ACTIVITY 4

MISOLA, Jasmine Chloe R. Misola

MISOLA, Jasmine Chloe R. Misola

by Jasmine Chloe Misola -
Number of replies: 0

5 muscles affected by Bell’s palsy and their actions:

1. Orbicularis oculi

  • Action: Closes eye.

2. Orbicularis oris

  • Action: Closes and protrudes lips; compresses lips against teeth; and shapes lips during speech.

3. Buccinator

  • Presses cheeks against teeth and lips; draws corner of mouth laterally; and assists in mastication (chewing) by keeping food between the teeth (and not between teeth and cheeks).

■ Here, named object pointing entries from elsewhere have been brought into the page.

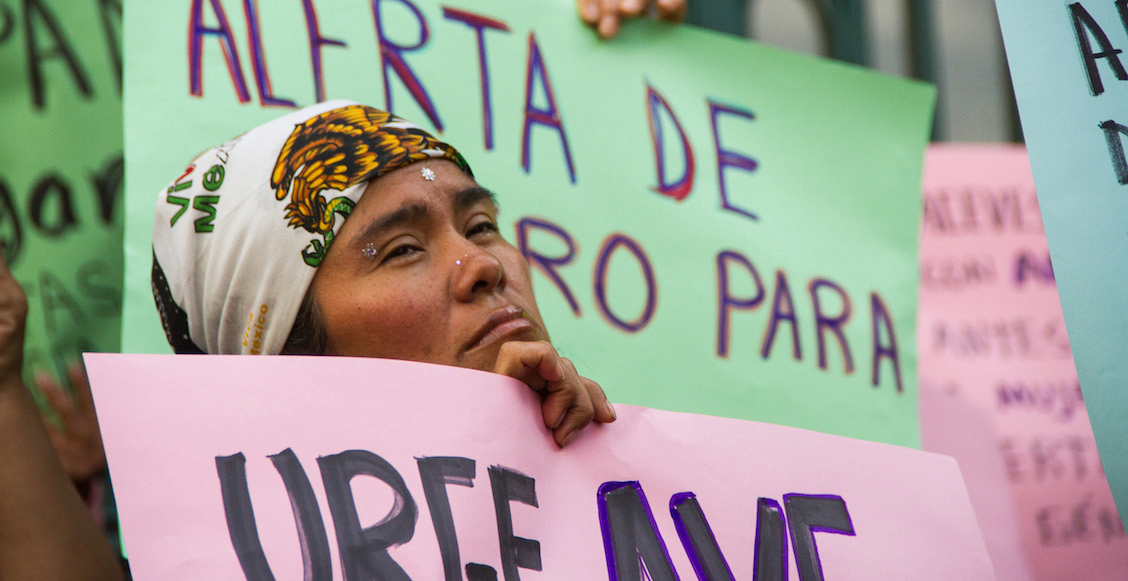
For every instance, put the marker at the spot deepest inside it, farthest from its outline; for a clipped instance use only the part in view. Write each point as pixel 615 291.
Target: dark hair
pixel 308 335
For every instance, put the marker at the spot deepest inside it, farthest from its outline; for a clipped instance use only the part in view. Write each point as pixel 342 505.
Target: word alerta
pixel 633 546
pixel 539 108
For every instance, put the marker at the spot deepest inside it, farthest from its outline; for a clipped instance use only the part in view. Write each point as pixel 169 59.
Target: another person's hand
pixel 606 16
pixel 570 402
pixel 76 438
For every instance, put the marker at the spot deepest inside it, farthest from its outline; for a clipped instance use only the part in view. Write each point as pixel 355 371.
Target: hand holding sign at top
pixel 606 16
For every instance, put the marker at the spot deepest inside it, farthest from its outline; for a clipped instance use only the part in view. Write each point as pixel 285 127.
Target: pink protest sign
pixel 232 467
pixel 998 389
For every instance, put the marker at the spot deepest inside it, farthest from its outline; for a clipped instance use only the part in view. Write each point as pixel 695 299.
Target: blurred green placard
pixel 61 173
pixel 770 274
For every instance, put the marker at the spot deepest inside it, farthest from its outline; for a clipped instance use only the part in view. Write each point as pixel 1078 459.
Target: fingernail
pixel 567 438
pixel 608 26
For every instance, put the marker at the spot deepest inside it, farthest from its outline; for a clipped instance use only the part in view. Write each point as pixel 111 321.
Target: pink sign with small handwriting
pixel 998 389
pixel 320 468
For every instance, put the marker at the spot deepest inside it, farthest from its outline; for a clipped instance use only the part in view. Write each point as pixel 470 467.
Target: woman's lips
pixel 502 323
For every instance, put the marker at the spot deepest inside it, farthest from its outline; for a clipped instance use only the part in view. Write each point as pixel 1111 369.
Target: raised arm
pixel 46 533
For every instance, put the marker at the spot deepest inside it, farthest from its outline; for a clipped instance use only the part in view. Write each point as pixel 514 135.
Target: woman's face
pixel 420 271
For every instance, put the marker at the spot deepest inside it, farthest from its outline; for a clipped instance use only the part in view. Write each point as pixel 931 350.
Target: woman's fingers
pixel 605 412
pixel 569 402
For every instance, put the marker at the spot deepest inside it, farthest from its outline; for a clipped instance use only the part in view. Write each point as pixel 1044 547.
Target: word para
pixel 51 205
pixel 1089 32
pixel 1007 339
pixel 633 543
pixel 45 40
pixel 831 305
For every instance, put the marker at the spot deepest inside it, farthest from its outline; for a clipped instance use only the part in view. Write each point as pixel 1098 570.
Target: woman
pixel 267 263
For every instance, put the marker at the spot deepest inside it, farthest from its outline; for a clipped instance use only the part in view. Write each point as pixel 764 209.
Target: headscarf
pixel 239 235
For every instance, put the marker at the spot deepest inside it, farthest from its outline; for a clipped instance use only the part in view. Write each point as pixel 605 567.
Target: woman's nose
pixel 476 271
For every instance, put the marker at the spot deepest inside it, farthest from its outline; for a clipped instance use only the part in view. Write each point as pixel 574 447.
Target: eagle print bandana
pixel 239 235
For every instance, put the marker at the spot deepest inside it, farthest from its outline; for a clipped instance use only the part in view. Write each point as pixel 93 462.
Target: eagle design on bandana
pixel 338 149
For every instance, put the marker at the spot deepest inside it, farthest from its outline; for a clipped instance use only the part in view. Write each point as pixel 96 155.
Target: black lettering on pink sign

4. Occipitofrontalis (frontal belly)

  • Draws scalp anteriorly, raises eyebrows, and wrinkles skin of forehead horizontally

5. Platysma

  • Draws outer part of lower lip inferiorly and posteriorly; depresses mandible.

 

Mechanism of Muscle Weakness

Bell’s palsy, also known as facial paralysis, is a unilateral paralysis of the muscles of facial expression. It results from dysfunction or damage of cranial nerve VII, which connects your brain to the muscles that control facial expression (the nerve also is involved with taste and ear sensation). The nerve that controls facial muscles passes through a narrow corridor of bone on its way to the face. In Bell's palsy, that nerve becomes inflamed and swollen — usually related to a viral infection. Possible causes include inflammation of the facial nerve due to an ear infection, ear surgery that damages the facial nerve, or infection by the herpes simplex virus. In rare cases, Bell's palsy can affect both sides of your face.  

 

Other symptoms the patient could exhibit as a result of facial muscle weakness:

  • Drooling from one side of your mouth

  • Difficulty closing an eyelid, which causes eye dryness

  • Pain around the jaw or in or behind your ear on the affected side

  • Increased sensitivity to sound on the affected side

  • Headache

  • A loss of taste

  • Changes in the amount of tears and saliva you produce

 

 

References:

Bell’s Palsy. (n.d.). National Institute of Neurological Disorders and Stroke. https://www.ninds.nih.gov/health-information/disorders/bells-palsy

Bell’s palsy - Symptoms and causes - Mayo Clinic. (2022, May 4). Mayo Clinic. https://www.mayoclinic.org/diseases-conditions/bells-palsy/symptoms-causes/syc-20370028

Taylor, D. C. (2021, May 4). Bell Palsy (S. R. Benbadis, Ed.). Medscape. https://emedicine.medscape.com/article/1146903-overview

Tortora, G. & Derrickson, B. (2017). Chapter 11: The Muscular System. Principles of Anatomy and Physiology (15th ed.). Wiley.